The common denominator of rice farming in Asia is the small land holding, ranging from a fraction of a hectare to a maximum of 5 hectares per farmer household. In the aggregate, Asia is the major producer and consumer of rice as a staple food. World rice statistics indicate that about 92% of the world's total production of rice is produced in Asia, and it contains about 90% of the world's rice fields. An individual farmer household with a small land holding does not have the economic means to own and operate post production facilities. There are many arrangements or models followed in handling the paddy after harvest. In some countries like Vietnam they have rice farm estates where a central management group orchestrates the activities of the farmers who have their farm lots inside the estate. Management develops the infrastructure including the irrigation system, and roads, provides the technology, seeds, production inputs, and the post-production and marketing services. The farmers concentrate on crop establishment and care. In Taiwan and the Philippines, the feudal rice estates of landlords have been divided by land reform programmes and awarded to the farmer tenants. However, in Taiwan, they have succeeded in forming farmer associations to provide for the farming and post-production needs. Where no associations or central management groups exist, "small" farmers operate independently. It will be shown later, how small independent farmers tend to become subsistence farmers.

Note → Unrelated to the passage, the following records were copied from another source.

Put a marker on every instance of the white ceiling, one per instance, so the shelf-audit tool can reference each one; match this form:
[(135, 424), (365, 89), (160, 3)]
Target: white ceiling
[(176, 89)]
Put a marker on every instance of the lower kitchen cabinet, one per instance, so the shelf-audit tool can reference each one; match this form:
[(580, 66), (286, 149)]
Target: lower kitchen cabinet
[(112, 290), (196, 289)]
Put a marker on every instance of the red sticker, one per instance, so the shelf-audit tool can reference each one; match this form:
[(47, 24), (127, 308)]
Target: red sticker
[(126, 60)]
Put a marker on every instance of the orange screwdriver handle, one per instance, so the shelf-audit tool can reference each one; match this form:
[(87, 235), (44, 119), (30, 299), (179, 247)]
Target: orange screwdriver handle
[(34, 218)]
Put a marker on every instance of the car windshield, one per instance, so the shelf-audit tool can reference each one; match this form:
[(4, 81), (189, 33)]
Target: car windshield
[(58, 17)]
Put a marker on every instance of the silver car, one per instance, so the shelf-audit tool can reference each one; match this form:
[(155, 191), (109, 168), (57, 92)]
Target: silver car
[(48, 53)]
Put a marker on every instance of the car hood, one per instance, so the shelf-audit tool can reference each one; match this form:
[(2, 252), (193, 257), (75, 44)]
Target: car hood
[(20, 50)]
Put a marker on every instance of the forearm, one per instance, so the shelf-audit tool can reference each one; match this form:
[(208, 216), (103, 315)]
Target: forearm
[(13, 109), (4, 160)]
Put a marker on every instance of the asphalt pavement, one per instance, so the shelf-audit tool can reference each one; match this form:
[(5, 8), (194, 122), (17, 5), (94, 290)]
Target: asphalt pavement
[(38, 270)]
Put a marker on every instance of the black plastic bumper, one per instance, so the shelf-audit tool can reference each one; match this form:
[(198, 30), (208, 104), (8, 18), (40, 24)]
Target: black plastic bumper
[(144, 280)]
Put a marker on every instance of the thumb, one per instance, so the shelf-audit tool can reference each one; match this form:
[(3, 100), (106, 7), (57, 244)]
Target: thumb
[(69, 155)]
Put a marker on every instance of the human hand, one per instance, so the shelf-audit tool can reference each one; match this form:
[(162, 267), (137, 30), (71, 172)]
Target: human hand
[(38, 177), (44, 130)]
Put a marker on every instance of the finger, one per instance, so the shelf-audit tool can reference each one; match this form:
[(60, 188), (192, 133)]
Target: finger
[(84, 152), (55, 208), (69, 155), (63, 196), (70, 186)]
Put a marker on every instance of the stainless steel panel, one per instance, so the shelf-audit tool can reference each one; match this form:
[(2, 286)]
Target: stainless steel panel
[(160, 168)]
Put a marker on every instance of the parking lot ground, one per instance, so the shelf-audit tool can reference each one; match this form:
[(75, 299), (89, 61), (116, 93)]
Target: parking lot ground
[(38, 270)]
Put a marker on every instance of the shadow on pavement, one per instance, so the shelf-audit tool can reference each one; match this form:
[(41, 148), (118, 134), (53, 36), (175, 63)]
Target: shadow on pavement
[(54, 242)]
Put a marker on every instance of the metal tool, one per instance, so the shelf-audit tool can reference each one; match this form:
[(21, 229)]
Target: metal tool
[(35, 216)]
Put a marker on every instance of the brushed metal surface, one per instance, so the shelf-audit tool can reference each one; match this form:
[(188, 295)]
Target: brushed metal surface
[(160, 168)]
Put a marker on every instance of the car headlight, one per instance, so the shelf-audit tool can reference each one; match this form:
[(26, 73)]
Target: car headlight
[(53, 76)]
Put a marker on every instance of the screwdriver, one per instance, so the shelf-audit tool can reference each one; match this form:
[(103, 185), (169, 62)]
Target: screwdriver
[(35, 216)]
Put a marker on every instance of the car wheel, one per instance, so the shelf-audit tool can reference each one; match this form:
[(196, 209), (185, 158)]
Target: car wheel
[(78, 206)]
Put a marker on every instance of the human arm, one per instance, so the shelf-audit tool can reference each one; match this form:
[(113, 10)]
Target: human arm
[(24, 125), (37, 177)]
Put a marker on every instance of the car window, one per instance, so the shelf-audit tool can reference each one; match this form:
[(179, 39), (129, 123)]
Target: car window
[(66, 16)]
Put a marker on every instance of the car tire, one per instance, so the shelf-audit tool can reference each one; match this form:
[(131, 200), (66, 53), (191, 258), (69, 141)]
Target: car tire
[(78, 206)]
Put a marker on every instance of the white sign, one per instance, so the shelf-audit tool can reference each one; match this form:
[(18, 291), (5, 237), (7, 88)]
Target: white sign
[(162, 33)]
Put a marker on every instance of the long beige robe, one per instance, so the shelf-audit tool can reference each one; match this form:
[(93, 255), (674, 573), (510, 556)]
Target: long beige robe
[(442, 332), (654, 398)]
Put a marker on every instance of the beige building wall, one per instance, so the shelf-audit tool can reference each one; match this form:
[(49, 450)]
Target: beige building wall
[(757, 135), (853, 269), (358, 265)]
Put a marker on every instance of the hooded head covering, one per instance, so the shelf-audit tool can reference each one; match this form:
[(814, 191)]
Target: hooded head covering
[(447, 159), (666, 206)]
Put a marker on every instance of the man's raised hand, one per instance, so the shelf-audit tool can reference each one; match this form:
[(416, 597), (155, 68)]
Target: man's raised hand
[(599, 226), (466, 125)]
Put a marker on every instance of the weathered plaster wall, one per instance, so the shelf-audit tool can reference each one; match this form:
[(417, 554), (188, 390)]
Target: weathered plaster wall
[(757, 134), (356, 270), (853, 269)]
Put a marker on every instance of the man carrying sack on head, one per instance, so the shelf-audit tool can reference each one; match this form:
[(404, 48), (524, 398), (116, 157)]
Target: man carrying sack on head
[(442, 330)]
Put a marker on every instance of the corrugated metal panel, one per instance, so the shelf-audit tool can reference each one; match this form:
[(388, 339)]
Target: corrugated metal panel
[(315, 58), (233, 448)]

Small land-holdings require a different type and level of mechanization. Machines have been adopted where farm labour has become scarce or too expensive. But because machines require some economy of scale to be financially viable, some farmers have become entrepreneurs. They invest in farm machines such as threshers or combines and provide services to other farmers. Services are paid in kind, with a percentage of the harvest.

Small land holdings where farmers work independently require a post-production approach different from typical Western systems. The harvested paddy comes in small batches of varying moisture content and purity. The proliferation of new crop varieties compounds the problem of grading and segregating in-coming grain. Thus large continuous flow systems designed to receive large volumes of rice of the same variety, with almost uniform moisture content, are not appropriate for Asian countries.